Et puis, il y avait la tape sur le front lorsqu'il était à l'hôpital avec cette satanée peste. Celle-là, il ne l'oublierait jamais. Gibbs n'avait pas commencé à pleurnicher - Dieu soit loué - mais le « Tu ne vas pas mourir » qu'il lui avait murmuré avec intensité le remuait encore chaque fois qu'il y repensait. Parce qu'il ne l'avouerait jamais à haute voix, mais la visite de son chef était peut-être tout ce qui l'avait empêché de devenir fou à calculer ses chances de survie. Ces quelques minutes avaient pu sembler ordinaires à un simple observateur, mais Tony, lui, avait entendu ce qui n'avait pas été dit. Et cette ombre de claque lui avait apporté juste assez de normalité pour le calmer dans l'étrange isolement de ces lieux.

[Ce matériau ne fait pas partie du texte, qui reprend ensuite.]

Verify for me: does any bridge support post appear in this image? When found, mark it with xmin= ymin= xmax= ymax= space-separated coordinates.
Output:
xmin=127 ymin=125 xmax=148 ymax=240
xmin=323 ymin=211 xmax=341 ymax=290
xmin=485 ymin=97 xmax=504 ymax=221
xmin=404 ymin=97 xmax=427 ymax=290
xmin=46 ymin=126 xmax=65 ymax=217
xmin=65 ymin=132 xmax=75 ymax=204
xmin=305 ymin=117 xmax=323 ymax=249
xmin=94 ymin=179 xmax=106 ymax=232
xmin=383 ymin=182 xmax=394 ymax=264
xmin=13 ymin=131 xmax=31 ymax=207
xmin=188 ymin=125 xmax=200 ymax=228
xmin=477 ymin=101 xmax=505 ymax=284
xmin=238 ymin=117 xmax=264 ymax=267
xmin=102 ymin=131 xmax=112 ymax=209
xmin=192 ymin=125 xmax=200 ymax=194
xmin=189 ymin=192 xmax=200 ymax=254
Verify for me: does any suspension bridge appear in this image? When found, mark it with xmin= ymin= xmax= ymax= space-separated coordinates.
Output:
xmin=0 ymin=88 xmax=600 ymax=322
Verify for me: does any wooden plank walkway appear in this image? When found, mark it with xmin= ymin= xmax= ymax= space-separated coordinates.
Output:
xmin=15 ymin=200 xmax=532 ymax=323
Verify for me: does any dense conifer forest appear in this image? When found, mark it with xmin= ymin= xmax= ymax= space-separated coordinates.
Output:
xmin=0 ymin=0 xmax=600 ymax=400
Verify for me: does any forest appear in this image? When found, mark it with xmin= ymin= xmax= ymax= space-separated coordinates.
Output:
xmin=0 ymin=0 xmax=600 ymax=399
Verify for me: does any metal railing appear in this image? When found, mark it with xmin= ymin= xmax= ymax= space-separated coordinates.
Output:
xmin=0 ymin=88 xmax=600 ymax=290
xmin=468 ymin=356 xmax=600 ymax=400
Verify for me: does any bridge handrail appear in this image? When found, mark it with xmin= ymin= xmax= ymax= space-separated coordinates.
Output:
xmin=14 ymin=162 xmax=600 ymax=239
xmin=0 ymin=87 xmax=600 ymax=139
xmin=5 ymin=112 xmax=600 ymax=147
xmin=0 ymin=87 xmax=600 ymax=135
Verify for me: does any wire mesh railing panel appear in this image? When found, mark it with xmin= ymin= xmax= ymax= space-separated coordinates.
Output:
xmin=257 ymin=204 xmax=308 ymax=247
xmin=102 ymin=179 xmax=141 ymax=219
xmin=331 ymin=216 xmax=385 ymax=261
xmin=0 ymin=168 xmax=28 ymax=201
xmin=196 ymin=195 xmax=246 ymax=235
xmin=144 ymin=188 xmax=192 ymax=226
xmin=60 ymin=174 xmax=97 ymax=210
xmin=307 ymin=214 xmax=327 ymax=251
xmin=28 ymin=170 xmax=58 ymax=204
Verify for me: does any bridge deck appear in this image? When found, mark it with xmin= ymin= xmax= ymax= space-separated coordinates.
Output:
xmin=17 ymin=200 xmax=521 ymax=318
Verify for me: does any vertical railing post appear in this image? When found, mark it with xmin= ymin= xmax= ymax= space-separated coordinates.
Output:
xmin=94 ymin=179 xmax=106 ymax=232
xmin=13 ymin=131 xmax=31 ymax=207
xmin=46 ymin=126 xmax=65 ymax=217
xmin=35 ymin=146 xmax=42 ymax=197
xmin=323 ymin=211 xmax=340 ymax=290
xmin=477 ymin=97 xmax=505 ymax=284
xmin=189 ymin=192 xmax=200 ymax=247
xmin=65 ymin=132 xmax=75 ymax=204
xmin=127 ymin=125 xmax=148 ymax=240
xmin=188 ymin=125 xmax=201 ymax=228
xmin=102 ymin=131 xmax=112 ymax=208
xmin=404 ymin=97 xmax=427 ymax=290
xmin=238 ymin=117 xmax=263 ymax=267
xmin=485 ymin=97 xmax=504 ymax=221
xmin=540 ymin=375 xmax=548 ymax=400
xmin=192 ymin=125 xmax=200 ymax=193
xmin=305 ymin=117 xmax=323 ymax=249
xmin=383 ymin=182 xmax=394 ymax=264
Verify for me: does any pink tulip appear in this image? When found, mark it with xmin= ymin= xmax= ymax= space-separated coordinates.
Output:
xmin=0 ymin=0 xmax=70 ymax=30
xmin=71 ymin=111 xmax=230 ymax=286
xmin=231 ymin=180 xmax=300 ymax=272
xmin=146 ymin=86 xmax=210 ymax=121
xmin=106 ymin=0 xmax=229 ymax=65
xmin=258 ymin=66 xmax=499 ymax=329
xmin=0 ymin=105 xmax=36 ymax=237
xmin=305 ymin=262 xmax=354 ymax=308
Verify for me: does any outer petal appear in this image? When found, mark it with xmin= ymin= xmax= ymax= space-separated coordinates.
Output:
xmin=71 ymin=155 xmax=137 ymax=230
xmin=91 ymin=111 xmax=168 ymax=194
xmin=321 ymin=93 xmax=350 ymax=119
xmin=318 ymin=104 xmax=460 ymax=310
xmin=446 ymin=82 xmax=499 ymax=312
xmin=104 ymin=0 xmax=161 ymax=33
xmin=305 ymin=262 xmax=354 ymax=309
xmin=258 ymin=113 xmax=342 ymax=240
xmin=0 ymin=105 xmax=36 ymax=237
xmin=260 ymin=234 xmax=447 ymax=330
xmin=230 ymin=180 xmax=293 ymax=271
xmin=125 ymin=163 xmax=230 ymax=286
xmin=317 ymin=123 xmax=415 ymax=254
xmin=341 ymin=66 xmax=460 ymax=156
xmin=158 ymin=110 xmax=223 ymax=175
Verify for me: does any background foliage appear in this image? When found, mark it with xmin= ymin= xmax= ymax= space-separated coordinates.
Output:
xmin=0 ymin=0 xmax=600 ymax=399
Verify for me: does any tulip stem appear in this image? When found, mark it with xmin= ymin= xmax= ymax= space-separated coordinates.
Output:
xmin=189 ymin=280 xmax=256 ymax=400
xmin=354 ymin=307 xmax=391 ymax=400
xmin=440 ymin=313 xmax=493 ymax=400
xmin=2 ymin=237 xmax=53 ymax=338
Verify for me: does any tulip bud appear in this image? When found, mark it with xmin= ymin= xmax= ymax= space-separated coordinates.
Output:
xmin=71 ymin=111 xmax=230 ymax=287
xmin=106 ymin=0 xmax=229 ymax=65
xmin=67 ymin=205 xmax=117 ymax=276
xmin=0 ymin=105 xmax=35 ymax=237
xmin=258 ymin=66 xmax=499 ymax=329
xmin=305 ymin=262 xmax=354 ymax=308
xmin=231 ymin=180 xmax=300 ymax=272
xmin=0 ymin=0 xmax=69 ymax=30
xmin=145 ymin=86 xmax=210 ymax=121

Par ailleurs, Tony savait quelque chose que personne d'autre ne savait: il se rappelait la première fois que son crâne avait fait connaissance avec la paume de Gibbs. McGee et Ziva supposeraient probablement que c'était dû à l'un de ses habituels imbéciles commentaires. Et techniquement, ils auraient raison. Mais ce n'était pas tout.

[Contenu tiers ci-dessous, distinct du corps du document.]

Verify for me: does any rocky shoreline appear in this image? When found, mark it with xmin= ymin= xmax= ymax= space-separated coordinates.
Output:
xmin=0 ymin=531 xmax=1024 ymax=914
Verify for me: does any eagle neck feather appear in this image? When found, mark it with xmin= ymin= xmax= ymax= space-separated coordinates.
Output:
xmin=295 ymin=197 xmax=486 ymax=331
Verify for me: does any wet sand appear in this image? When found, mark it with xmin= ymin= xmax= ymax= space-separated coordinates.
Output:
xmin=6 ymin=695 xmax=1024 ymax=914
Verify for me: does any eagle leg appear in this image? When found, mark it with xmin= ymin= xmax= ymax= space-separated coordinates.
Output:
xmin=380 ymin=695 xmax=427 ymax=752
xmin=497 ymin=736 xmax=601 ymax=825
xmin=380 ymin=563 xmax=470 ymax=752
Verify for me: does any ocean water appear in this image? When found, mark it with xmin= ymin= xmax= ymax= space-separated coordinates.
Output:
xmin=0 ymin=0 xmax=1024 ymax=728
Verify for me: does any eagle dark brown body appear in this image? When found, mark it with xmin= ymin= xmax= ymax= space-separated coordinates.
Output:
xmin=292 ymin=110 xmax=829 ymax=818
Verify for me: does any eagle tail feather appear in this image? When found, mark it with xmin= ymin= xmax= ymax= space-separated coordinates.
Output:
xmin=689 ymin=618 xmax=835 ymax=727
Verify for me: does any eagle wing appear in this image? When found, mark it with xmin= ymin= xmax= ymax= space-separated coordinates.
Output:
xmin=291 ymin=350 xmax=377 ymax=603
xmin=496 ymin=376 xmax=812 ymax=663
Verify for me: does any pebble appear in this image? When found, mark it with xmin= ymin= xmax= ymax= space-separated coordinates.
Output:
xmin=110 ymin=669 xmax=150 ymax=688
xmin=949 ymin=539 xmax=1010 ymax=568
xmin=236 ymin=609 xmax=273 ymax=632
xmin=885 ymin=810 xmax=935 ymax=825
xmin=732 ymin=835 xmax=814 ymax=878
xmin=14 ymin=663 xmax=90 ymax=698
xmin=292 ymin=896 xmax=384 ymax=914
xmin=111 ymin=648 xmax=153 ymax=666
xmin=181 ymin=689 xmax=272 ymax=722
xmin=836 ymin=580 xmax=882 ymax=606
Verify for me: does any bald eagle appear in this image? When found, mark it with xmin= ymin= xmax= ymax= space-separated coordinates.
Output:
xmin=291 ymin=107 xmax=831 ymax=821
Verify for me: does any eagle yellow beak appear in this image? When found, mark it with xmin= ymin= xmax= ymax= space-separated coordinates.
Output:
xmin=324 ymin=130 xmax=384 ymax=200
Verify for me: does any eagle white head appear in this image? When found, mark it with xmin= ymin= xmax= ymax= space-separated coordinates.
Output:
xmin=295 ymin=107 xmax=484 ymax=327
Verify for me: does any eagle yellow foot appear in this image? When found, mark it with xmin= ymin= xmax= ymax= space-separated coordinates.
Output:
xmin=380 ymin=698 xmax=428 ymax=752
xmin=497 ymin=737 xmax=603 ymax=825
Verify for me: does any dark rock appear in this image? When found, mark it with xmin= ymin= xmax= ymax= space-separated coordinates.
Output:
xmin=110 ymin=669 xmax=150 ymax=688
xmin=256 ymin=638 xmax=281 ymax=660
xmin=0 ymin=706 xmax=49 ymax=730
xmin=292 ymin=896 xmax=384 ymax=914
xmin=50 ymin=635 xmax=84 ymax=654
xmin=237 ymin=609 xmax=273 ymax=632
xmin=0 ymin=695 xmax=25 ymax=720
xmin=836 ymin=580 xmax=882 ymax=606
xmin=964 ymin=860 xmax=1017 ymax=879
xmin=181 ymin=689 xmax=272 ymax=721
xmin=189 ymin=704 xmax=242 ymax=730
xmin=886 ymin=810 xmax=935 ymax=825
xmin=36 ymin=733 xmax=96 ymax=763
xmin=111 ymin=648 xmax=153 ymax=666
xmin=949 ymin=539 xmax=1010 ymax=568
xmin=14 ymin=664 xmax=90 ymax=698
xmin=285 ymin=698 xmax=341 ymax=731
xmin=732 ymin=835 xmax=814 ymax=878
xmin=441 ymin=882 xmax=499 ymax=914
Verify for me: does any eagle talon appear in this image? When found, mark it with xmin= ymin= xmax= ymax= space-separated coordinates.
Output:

Peu après que Tony était entré au NCIS, ils venaient de terminer une affaire, une affaire difficile. Tony avait eu sa part d'affaires difficiles, bien sûr, mais pour une raison quelconque, celle-ci l'avait secoué. Il avait fait de son mieux pour le cacher, présentant un visage souriant au monde extérieur, mais il ne savait pas encore à quel point Gibbs était perspicace.

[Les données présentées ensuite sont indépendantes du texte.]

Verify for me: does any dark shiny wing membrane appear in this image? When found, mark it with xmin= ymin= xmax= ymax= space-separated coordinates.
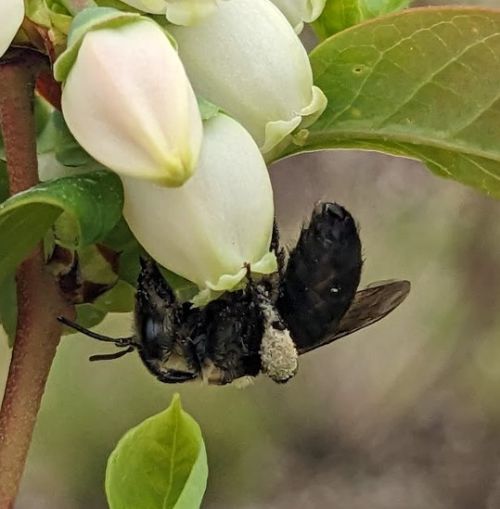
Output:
xmin=298 ymin=281 xmax=410 ymax=354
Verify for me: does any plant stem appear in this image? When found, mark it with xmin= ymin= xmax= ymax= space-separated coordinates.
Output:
xmin=0 ymin=52 xmax=73 ymax=509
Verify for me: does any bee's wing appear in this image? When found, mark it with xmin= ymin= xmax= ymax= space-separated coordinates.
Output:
xmin=299 ymin=281 xmax=410 ymax=354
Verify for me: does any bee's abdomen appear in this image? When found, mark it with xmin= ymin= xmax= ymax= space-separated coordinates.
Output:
xmin=277 ymin=203 xmax=362 ymax=349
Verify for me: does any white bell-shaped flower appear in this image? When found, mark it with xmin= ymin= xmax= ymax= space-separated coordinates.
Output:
xmin=271 ymin=0 xmax=326 ymax=34
xmin=171 ymin=0 xmax=327 ymax=154
xmin=122 ymin=115 xmax=276 ymax=304
xmin=117 ymin=0 xmax=226 ymax=25
xmin=56 ymin=18 xmax=202 ymax=186
xmin=0 ymin=0 xmax=24 ymax=57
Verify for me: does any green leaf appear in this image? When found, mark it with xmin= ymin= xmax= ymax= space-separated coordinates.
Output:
xmin=0 ymin=171 xmax=123 ymax=279
xmin=287 ymin=7 xmax=500 ymax=197
xmin=106 ymin=395 xmax=208 ymax=509
xmin=312 ymin=0 xmax=410 ymax=39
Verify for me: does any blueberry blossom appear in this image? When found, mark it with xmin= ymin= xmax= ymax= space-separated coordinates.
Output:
xmin=122 ymin=115 xmax=277 ymax=304
xmin=55 ymin=8 xmax=202 ymax=186
xmin=0 ymin=0 xmax=24 ymax=57
xmin=272 ymin=0 xmax=326 ymax=34
xmin=114 ymin=0 xmax=226 ymax=25
xmin=171 ymin=0 xmax=326 ymax=154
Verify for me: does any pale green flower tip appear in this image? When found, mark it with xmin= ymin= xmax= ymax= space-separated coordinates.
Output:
xmin=260 ymin=86 xmax=328 ymax=155
xmin=271 ymin=0 xmax=326 ymax=34
xmin=147 ymin=159 xmax=195 ymax=187
xmin=167 ymin=0 xmax=218 ymax=26
xmin=260 ymin=115 xmax=302 ymax=154
xmin=300 ymin=86 xmax=328 ymax=127
xmin=191 ymin=251 xmax=278 ymax=307
xmin=54 ymin=7 xmax=143 ymax=82
xmin=0 ymin=0 xmax=24 ymax=57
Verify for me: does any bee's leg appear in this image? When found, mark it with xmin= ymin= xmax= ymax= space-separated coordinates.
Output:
xmin=156 ymin=369 xmax=198 ymax=384
xmin=271 ymin=220 xmax=285 ymax=276
xmin=135 ymin=259 xmax=185 ymax=359
xmin=89 ymin=346 xmax=135 ymax=362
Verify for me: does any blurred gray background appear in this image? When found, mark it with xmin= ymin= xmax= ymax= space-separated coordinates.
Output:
xmin=0 ymin=145 xmax=500 ymax=509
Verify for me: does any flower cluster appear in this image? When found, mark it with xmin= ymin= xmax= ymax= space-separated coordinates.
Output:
xmin=0 ymin=0 xmax=326 ymax=303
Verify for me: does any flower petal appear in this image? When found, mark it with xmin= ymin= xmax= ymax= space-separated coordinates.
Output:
xmin=122 ymin=115 xmax=276 ymax=298
xmin=62 ymin=17 xmax=202 ymax=186
xmin=171 ymin=0 xmax=326 ymax=153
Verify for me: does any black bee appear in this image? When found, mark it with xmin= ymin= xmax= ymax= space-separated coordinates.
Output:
xmin=59 ymin=203 xmax=410 ymax=385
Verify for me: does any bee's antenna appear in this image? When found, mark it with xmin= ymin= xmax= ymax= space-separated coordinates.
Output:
xmin=57 ymin=316 xmax=137 ymax=348
xmin=89 ymin=346 xmax=135 ymax=362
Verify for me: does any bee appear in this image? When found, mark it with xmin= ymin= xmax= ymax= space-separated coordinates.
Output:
xmin=58 ymin=203 xmax=410 ymax=385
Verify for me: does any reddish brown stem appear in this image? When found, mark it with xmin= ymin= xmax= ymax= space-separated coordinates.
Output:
xmin=0 ymin=53 xmax=72 ymax=509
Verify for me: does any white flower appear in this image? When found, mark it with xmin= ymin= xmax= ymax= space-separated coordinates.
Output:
xmin=117 ymin=0 xmax=229 ymax=25
xmin=122 ymin=115 xmax=276 ymax=304
xmin=171 ymin=0 xmax=326 ymax=154
xmin=271 ymin=0 xmax=326 ymax=34
xmin=0 ymin=0 xmax=24 ymax=57
xmin=61 ymin=16 xmax=202 ymax=186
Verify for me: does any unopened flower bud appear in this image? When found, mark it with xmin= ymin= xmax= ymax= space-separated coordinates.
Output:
xmin=56 ymin=9 xmax=202 ymax=186
xmin=171 ymin=0 xmax=326 ymax=154
xmin=122 ymin=115 xmax=276 ymax=304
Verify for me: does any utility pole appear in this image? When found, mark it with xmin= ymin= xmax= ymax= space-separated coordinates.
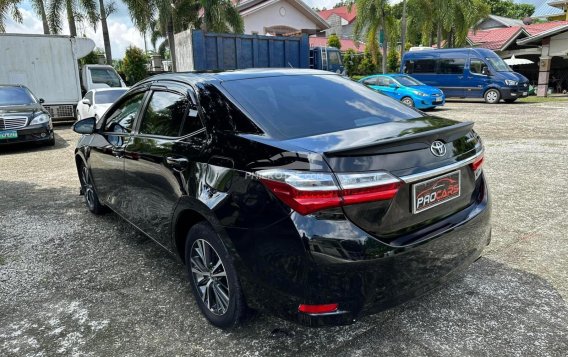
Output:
xmin=400 ymin=0 xmax=406 ymax=63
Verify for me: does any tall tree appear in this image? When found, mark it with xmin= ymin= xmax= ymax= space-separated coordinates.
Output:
xmin=47 ymin=0 xmax=99 ymax=36
xmin=124 ymin=0 xmax=244 ymax=72
xmin=0 ymin=0 xmax=24 ymax=32
xmin=349 ymin=0 xmax=392 ymax=73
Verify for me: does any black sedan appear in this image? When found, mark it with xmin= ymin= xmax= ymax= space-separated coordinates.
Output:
xmin=0 ymin=85 xmax=55 ymax=145
xmin=74 ymin=69 xmax=491 ymax=328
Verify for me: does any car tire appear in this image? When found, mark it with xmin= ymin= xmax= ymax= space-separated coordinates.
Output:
xmin=185 ymin=222 xmax=247 ymax=329
xmin=79 ymin=164 xmax=107 ymax=215
xmin=483 ymin=88 xmax=501 ymax=104
xmin=400 ymin=97 xmax=414 ymax=108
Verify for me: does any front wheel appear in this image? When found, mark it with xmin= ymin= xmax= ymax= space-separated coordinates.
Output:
xmin=185 ymin=223 xmax=246 ymax=329
xmin=400 ymin=97 xmax=414 ymax=108
xmin=484 ymin=89 xmax=501 ymax=104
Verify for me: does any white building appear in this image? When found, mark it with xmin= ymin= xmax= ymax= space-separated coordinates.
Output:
xmin=237 ymin=0 xmax=329 ymax=35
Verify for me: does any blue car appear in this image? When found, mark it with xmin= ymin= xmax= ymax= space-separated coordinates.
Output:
xmin=359 ymin=74 xmax=446 ymax=109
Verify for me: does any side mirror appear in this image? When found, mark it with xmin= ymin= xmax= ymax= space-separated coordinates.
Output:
xmin=73 ymin=117 xmax=97 ymax=134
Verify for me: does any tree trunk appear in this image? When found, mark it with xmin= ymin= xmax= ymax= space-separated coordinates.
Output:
xmin=379 ymin=7 xmax=388 ymax=73
xmin=400 ymin=0 xmax=406 ymax=62
xmin=167 ymin=15 xmax=177 ymax=72
xmin=65 ymin=0 xmax=77 ymax=37
xmin=37 ymin=0 xmax=49 ymax=35
xmin=99 ymin=0 xmax=112 ymax=65
xmin=436 ymin=23 xmax=442 ymax=48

« Ça va aller? », lui avait demandé son nouveau chef. Tony ne le connaissait pas encore bien et ne savait pas trop comment le prendre. Par conséquent, il s'en était comme de bien entendu remis à sa fanfaronnade habituelle, se cachant derrière une blague et un large sourire pour éviter de devoir réellement répondre à la question. Il n'allait pas faire ou dire quoi que ce soit qui indiquerait à son chef qu'il n'était pas fait pour ce métier. Tony ne se souvenait pas exactement ce qu'il avait dit, mais il n'oublierait jamais la réaction de Gibbs.

Celui-ci l'avait fixé longuement, avec ce regard perçant que Tony apprendrait à craindre. Puis il était délibérément passé derrière lui et lui avait donné une claque sur le crâne. La claque en soit ne lui avait pas fait mal. Selon les standards de Gibbs, elle était même carrément douce. Mais elle avait suffi à gagner son attention, ce qui était l'important. Tony l'avait regardé avec des yeux ronds, trop étonné pour faire quoi que soit d'autre. Gibbs, la main toujours sur sa tête, s'était penché et lui avait murmuré « Avec moi cela ne prend pas, agent DiNozzo. »

Il n'avait rien dit de plus, mais avait resserré sa main en ce qui aurait pu passer pour un geste rassurant, serait-il venu de qui ce que soit d'autre que Gibbs. Tony avait vu de la compréhension, de la compassion, dans ces yeux bleus perçants. Gibbs l'avait ensuite quitté sur un « Au travail, DiNozzo », mais Tony s'était bizarrement senti beaucoup mieux.

Donc oui, peut-être que Tony lisait un peu trop d'affection dans ces claques perpétuelles. Parce qu'il connaissait Gibbs. Et ce qu'il fallait comprendre avec lui, c'est que l'important n'était pas dans ce qu'il disait.